In the modern context the text from John draws our attention to the concept of entitlement. There are multiple causal factors, but entitlement takes us in the opposite direction to that of an abstract God of mystery and love. If we bring entitlement to the divine, it is a recipe for disappointment.

Finally this is a missional text. Jesus weeps with Mary and with the Jews. God weeps with us. Life is difficult. To share in someone else’s sorrow, to hold their pain in the palm of your hand, to listen and to be truly present and interested in what they say and mean – is extreme mission. We are invited to offer the marvellously simple gesture of silence and empathy. It is a ‘soul-intimate’ relationship.

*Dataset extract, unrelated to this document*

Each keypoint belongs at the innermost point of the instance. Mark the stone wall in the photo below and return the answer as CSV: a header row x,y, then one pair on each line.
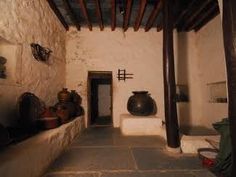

We, the church, can connect with others if we meet them in their pain and loss. If we weep together. In so doing we are mightily connected, spiritually, socially, and relationally.

I doubt it is possible to fail as a church community if we are all on-board with the spiritual axioms of surrender and humility. The power of God is released in surrender, not in demand. I doubt it is possible to fail in mission and build the church if we hold one another’s difficulties with care, love and respect. I doubt we could bake a bad theological cake if we just present God as an abstract mystery, one that will reveal self to us. The less entitlement we have, the more sensible and realistic we’ll get.

Perhaps the wider community are only disappointed in a false god. They believe we have this false god chained up in the church somewhere. But what if we let the real God out of the cage? What if we truly lived a life in which Jesus says; “come out” and “unbind him.”